ジルコニアは顔を上げると、崩れかかっている2つの防御塔へと目を向けた。
「そうよ。荷台に木材とか藁とか燃えるものを何でも詰め込んで、油をかけて防御塔の両脇に並べなさい。敵が侵入してくるのと同時に、荷馬車を押して侵入口を塞いで火を放つの。暫くの間は炎で進入路を塞いで足止めできるし、何人かは巻き添えにして焼き殺せるかもしれない」
「っ! はい!」
彼はラタの腹を蹴り、駆けだした。
ジルコニアは両脇を支えていた護衛兵に手を離させ、戦列を組んでいる中隊へと目を向けた。
「敵が防壁の他の部分を攻撃するまでは、あそこの進入路は塞がずにこのまま攻撃させる。侵入路を限定させて、正面と防壁上の攻撃で敵戦力をすり減らすわ。後から集まってきた兵は、全員防壁に上らせる。それと……」
そこまで言い、周囲にいる十数人の護衛兵たちへと目を向けた。
全員が平民出身の志願兵で、年齢も性別もばらばらだ。
休戦協定が締結される何年も前から付き従っている古株もいる。
かつてはジルコニアが初陣を飾った時から傍にいた者も何人かいたが、今は護衛兵の中には一人もいなくなってしまった。

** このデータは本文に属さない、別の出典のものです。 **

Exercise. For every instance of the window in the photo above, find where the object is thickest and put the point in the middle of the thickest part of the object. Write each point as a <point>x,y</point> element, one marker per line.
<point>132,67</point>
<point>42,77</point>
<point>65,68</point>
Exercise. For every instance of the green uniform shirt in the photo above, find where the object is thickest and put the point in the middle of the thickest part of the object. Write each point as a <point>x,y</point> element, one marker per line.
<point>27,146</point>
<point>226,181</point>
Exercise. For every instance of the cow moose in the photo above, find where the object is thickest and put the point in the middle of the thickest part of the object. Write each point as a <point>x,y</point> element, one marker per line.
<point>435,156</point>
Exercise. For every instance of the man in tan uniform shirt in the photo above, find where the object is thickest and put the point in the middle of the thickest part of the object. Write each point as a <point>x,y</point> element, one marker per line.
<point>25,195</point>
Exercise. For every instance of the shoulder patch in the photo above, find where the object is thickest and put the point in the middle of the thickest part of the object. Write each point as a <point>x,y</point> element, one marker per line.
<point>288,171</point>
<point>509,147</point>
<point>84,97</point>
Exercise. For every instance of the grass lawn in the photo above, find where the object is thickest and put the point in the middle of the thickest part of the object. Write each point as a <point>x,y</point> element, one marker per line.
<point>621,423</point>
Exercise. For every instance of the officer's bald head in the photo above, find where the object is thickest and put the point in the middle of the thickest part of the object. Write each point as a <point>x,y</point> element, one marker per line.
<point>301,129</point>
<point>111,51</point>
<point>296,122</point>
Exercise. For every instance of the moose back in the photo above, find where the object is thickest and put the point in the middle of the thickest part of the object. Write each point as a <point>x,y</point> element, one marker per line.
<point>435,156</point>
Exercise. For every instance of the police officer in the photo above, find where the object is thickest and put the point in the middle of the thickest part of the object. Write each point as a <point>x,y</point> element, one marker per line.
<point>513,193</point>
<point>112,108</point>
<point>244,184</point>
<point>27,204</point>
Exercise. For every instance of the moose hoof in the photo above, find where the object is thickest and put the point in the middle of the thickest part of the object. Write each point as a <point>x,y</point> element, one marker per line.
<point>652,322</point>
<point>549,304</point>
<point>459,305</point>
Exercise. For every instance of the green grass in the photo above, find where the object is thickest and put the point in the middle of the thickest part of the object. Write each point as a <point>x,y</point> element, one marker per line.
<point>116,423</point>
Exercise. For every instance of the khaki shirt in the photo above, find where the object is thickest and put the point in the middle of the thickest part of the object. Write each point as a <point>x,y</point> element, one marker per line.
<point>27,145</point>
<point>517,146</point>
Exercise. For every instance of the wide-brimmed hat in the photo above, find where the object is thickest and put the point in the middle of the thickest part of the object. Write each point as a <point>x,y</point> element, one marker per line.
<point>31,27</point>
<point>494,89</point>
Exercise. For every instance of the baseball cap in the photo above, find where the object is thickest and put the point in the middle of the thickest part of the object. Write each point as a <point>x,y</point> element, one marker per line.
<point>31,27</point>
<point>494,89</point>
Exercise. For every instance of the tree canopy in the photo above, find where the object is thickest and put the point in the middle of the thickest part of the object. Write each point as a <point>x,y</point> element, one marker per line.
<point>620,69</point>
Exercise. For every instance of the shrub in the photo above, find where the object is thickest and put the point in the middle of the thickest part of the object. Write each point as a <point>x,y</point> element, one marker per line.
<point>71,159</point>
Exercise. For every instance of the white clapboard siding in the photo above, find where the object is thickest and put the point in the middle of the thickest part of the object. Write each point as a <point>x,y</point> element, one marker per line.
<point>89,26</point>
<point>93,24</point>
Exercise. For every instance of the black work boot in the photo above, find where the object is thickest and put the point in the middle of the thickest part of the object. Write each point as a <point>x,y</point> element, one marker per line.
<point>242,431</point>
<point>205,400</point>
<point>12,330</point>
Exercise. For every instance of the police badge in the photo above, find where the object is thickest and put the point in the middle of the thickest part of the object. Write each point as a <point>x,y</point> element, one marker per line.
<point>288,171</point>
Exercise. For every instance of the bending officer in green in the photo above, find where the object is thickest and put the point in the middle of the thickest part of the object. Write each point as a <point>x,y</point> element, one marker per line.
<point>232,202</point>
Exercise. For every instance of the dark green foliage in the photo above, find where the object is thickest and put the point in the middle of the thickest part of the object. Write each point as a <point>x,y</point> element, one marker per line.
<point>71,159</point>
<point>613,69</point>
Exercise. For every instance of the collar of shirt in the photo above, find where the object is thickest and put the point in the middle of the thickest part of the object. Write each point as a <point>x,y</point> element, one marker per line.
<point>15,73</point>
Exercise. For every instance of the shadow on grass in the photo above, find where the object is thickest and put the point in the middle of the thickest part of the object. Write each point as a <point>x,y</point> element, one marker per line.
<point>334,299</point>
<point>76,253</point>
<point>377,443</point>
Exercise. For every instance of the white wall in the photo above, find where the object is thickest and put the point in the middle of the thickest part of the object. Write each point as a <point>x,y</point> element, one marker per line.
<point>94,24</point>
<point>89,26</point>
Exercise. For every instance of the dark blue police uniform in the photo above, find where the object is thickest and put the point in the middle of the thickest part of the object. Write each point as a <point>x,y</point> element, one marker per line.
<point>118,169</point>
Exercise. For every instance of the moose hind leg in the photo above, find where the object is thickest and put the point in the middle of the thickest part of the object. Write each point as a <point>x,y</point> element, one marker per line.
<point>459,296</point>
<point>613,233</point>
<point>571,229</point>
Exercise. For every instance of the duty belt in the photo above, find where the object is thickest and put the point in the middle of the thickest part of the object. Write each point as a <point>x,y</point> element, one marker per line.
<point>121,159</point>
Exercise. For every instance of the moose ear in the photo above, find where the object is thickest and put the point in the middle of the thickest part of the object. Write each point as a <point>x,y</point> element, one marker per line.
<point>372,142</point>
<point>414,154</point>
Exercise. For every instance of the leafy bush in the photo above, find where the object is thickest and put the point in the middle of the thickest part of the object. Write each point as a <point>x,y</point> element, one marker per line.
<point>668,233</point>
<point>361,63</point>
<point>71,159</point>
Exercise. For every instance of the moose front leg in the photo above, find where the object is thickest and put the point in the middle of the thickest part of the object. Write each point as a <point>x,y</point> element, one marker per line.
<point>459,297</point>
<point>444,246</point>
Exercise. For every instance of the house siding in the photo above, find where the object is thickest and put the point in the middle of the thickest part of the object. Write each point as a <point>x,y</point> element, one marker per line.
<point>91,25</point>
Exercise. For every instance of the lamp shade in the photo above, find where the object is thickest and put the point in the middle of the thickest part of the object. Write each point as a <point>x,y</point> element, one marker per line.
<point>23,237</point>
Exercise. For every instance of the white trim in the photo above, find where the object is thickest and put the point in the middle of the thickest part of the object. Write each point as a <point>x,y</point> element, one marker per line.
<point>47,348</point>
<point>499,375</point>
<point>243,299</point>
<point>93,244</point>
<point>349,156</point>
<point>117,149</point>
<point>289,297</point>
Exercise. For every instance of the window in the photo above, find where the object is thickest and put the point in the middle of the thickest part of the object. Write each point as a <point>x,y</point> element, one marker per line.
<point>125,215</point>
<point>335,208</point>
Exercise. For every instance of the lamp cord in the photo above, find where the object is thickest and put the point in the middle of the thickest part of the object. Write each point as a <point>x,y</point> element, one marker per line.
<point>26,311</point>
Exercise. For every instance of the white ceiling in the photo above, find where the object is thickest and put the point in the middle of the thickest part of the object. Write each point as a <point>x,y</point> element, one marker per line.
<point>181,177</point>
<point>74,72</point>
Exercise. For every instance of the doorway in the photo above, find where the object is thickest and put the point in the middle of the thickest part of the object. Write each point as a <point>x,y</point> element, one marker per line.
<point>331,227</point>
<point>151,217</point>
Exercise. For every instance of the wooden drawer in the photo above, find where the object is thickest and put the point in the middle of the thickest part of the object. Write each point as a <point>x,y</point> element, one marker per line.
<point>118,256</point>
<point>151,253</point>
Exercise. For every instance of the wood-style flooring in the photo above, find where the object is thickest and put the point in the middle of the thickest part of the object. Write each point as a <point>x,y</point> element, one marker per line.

「……戦えない市民も集まってきてしまっているわ。ラッド、辺りにいる市民を全員かき集めて。レナは、戦えない者たちを宿舎まで送り届けて」
「かしこまりました」
「送り届けたら、すぐに戻ってきますから!」
指名された2人はすぐに、周囲の市民を集めに駆けだして行く。
ジルコニアはそれを見届け、残った護衛兵たちへと向き直った。
「ここを維持するわよ。あなたたち、覚悟を決めなさい」
その言葉に、護衛兵たちが顔を見合わせた。
一拍置いて、クスクスと笑い声が漏れる。
「……何よ。何で笑うの?」
「ジルコニア様、ヤバイ戦いの前にはいつも『覚悟を決めろ』って言いますよね。久しぶりに聞いたなと思ったら、つい」
「あー……うん。昔、私の部隊を率いてた人が言ってたから、その真似をしてるの。少しでも、その人みたいになれるかなって」
「ジルコニア様の上官だったかたですか。今も軍に?」
「ううん。先に逝ってしまったわ。もう10年になるかしら」
久方ぶりに当時のことを思い起こし、ジルコニアが薄く微笑んで答える。
「ジルコニア様を従えられるとは、余程豪胆なかただったのでしょうなぁ」
「会ってみたかったような、会えなくてよかったような……」
「あなたたち、私を何だと思ってるのよ……」
ジルコニアはげんなりとした口調で言いつつも、皆につられるようにして小さく笑う。
だがすぐに、表情を引き締めた。